During this one-year period, 80 rats have been trained on a rodent psychomotor vigilance task (rPVT), which is an animal analog of the Psychomotor Vigilance Task (PVT) used to study ‘vigilance’ in humans and validated to detect cognitive deficits caused by a variety of factors in space flight (e.g., sleep loss, sleep shifts, motion sickness). The rPVT task consists of a subject continuously monitoring and indicating the location of a brief visual target that occurs randomly in time. The task simultaneously assesses reaction time, vigilance, and impulsivity. Once trained on this task, all animals were exported to BNL for head-only radiation exposure and then returned to Johns Hopkins for follow-up testing. Radiation exposure doses consisted of 0, 25, 50, 100, and 200 cGy (5 dose levels) for protons (150 MeV/n). The zero-dose level represents non-exposed control animals (i.e., shipped to BNL, sedated and restrained for radiation exposure, but not actually radiated). Exposures of these 80 animals occurred on October 29-30, and the animals returned to Johns Hopkins approximately 1 week later and are just resuming their post-exposure testing runs. Results will be forthcoming as their psychomotor vigilance performances are tracked over the next 12 months.

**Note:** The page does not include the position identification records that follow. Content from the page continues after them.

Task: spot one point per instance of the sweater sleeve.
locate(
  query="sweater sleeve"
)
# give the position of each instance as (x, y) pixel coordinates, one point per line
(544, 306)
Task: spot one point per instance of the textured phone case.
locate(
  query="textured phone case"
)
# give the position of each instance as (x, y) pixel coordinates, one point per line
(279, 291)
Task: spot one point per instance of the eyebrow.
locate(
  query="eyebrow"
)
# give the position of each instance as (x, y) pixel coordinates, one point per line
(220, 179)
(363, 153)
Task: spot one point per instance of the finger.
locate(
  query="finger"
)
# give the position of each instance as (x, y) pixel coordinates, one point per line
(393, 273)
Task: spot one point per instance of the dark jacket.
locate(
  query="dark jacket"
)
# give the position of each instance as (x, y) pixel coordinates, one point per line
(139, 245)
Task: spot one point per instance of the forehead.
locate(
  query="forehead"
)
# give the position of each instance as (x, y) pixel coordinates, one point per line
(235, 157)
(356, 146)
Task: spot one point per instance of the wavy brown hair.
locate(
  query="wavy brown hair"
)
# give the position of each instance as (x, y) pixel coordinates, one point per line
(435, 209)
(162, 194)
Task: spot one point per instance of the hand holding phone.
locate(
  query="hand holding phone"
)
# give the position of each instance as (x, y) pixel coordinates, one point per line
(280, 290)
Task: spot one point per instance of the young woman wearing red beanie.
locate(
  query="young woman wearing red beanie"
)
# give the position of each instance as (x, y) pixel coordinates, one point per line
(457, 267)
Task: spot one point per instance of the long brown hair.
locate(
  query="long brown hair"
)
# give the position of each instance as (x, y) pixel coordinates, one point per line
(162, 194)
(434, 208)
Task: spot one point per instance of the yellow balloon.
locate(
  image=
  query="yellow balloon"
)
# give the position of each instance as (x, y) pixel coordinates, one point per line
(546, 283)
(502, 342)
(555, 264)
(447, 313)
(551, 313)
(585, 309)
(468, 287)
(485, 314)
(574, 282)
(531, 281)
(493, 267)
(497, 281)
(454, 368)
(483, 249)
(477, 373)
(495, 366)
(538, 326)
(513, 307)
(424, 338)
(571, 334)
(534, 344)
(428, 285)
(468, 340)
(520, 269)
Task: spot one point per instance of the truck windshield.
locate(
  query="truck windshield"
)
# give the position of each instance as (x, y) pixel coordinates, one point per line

Results from this first year of the project demonstrated the feasibility of establishing a computer-based, automated training and testing facility for assessing cognitive and behavioral function in the rodent model. Additional results indicate that rodents are readily trainable on cognitive/behavioral tasks that are also employed as standards for assessing normal human cognitive/behavioral function, and that the analog of a human psychomotor vigilance task can be employed with rodents to automatically assess neurobehavioral function on a daily basis. These findings support the likely continued success of the rodent model for studying the cognitive, neurobehavioral, and CNS risks associated with living in the space radiation environment.

To assess the likelihood of space radiation producing immediate and/or long-term functional changes in the CNS, neurobehavioral functions will be measured in rodents via animal tests analogous to the human CANTAB neuropsychological test battery and to "vigilance" tests in humans. Human neurobehavioral functions relevant to astronaut mission performance effectiveness will include assessments of general motor function and speed, vigilance, inhibitory control ("impulsivity"), timing, motivation, and basic sensory function. Groups of animals will be separately trained on each of these tasks, following which they will be exposed to radiation and then immediately re-tested as well as re-tested periodically for up to 18 months post-exposure to assess potential long-term performance deficits. To determine likely mechanisms of damage to the CNS following radiation exposure, pre-radiation and post-radiation pharmacologic assessments of the integrity of the relevant neurotransmitter systems will be conducted, as well as autoradiographic analyses of the integrity of different neurotransmitter systems.